University Hospital of Bordeaux

Status

Not yet enrolling

Conditions

Heart Failure With Preserved Ejection Fraction

Study type

Observational

Funder types

Other

Identifiers

NCT05828888
CHUBX 2022/51
2023-A00319-36 (Other Identifier)

Details and patient eligibility

About

This study aims at identifying processes that are deregulated in blood cells by Clonal Hematopoiesis of Indeterminate Potential (CHIP) which are involved in the development of heart failure with preserved ejection fraction (HEpEF).

Full description

Heart failure is responsible of 70,000 deaths every year in France. Heart failure can be divided into 2 categories depend on whether the ejection fraction is reduced (HFrEF) or preserved (HFpEF). Most of the treatments efficient in HFrEF are unable to prevent decompensating or reduce mortality associated with HFpEF. HFpEF pathophysiology remains poorly understood, which represents an obstacle to their management and to reduce cardiovascular events they are associated with.

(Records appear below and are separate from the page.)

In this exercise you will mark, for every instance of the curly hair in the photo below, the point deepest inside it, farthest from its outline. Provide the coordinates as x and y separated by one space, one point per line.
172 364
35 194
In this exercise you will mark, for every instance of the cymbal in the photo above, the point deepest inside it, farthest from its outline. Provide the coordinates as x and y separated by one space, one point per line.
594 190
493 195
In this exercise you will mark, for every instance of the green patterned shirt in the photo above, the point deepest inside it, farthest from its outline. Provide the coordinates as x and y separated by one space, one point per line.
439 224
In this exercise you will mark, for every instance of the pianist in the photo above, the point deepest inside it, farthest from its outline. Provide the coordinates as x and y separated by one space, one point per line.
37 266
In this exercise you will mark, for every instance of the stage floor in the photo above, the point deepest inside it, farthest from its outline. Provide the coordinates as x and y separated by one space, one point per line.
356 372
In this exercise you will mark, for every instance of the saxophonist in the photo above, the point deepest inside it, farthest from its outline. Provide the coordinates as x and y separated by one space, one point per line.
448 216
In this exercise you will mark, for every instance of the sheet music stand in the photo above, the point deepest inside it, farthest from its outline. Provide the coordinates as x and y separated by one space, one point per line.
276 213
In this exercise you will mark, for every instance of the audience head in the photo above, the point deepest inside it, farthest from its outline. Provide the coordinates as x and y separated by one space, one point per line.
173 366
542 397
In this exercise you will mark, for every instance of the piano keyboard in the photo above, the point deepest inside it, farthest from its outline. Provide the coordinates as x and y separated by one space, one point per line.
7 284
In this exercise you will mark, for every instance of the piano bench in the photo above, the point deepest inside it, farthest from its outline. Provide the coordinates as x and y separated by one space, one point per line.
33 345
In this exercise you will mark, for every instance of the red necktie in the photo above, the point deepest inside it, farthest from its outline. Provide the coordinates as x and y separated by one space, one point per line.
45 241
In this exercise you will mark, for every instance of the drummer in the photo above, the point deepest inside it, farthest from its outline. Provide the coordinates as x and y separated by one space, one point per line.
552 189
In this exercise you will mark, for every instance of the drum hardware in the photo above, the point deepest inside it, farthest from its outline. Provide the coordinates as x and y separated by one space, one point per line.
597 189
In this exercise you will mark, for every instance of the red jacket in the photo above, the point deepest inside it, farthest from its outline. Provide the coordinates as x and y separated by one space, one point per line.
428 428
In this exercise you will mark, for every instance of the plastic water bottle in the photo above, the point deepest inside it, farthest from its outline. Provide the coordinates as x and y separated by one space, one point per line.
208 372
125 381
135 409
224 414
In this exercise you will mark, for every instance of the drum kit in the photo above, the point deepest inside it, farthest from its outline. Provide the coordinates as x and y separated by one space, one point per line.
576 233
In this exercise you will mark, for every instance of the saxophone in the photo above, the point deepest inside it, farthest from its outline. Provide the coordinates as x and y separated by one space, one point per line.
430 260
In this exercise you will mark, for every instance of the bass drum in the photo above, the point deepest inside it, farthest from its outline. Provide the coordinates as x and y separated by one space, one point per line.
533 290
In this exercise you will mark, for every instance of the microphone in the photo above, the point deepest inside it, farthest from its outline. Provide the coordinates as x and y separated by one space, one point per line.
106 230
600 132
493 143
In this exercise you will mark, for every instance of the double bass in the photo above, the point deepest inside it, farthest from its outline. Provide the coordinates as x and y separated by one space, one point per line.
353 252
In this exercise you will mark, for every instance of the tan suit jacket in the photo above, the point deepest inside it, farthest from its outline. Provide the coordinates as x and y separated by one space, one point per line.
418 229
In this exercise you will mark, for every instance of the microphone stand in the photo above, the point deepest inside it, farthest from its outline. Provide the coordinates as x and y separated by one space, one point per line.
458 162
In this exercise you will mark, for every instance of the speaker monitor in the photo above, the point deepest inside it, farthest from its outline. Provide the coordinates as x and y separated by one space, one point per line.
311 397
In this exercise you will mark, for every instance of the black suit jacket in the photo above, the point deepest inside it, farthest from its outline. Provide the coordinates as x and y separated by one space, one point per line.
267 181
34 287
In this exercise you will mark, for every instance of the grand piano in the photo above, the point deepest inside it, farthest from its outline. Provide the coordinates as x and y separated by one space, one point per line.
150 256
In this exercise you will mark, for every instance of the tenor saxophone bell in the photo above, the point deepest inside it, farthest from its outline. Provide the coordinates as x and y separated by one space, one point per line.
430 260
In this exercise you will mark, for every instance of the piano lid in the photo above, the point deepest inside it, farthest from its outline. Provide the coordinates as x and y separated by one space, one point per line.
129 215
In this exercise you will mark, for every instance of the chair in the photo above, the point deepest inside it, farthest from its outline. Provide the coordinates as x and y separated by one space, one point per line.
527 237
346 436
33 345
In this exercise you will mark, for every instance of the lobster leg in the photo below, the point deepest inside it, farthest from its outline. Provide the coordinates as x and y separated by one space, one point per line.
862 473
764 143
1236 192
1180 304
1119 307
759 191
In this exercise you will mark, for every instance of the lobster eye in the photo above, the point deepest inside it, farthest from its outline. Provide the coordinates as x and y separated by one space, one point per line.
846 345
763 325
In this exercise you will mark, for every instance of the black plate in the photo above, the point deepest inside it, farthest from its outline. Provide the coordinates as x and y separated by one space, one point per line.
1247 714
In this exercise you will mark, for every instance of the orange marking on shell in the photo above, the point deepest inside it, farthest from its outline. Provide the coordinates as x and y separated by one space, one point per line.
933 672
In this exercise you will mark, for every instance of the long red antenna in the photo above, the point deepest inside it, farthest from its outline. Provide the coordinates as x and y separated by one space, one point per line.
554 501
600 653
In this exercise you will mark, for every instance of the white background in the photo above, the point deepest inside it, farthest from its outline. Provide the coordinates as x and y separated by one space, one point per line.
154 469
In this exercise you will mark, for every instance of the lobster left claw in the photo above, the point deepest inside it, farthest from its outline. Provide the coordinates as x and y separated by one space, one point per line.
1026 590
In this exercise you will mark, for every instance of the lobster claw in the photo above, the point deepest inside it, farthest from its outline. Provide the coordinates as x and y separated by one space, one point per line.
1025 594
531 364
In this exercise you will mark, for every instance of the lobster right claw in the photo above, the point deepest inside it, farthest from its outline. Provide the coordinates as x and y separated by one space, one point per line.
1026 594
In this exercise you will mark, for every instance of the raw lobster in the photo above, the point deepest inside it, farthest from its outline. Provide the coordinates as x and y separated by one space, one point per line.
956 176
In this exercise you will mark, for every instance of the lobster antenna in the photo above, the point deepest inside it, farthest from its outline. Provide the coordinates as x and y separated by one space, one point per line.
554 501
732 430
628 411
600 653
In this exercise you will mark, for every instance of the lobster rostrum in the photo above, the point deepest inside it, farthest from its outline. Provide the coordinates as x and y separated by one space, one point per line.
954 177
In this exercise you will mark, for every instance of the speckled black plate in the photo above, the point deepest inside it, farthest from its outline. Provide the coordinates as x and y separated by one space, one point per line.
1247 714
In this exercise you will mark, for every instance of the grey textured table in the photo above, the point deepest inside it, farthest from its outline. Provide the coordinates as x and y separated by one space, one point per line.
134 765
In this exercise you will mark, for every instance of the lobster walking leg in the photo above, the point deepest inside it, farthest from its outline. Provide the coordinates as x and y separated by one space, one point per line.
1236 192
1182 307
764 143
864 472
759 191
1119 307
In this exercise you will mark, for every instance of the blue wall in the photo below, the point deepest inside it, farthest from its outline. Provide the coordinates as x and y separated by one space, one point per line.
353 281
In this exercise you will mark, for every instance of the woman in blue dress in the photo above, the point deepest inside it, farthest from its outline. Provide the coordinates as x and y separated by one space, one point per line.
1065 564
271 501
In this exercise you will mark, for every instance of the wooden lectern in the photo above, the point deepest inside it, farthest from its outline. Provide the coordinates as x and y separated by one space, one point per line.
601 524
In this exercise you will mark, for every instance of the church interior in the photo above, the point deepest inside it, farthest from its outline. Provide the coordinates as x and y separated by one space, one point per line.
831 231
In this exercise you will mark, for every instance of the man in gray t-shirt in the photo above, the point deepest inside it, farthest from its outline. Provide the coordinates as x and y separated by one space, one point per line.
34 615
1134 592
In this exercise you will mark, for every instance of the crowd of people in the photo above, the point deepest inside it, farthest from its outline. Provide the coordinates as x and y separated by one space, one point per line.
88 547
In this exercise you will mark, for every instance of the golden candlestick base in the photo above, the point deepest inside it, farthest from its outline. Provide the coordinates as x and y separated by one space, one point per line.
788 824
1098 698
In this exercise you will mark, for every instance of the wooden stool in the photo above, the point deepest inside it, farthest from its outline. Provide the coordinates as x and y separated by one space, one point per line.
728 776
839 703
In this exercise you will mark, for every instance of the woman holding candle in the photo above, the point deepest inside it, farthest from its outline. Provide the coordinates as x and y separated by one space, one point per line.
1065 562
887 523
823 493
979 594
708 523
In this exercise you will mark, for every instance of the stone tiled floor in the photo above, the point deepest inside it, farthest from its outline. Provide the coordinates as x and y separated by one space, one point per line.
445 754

Currently, it is admitted that cardiovascular risk factors (CVRF such as aging, female gender, diabetes mellitus, high blood pressure, hypercholesterolemia, obesity) are responsible of a low grade chronic inflammatory state that causes an endothelial dysfunction that contributes to the development of HFpEF.

However, not all patients with these CVRF develop HFpEF. Moreover, the mechanisms linking CVRF to inflammation or alteration of cardiomyocyte function by endothelial dysfunction remain unknown. This suggests that it exists a role for another factor that remains to be identified.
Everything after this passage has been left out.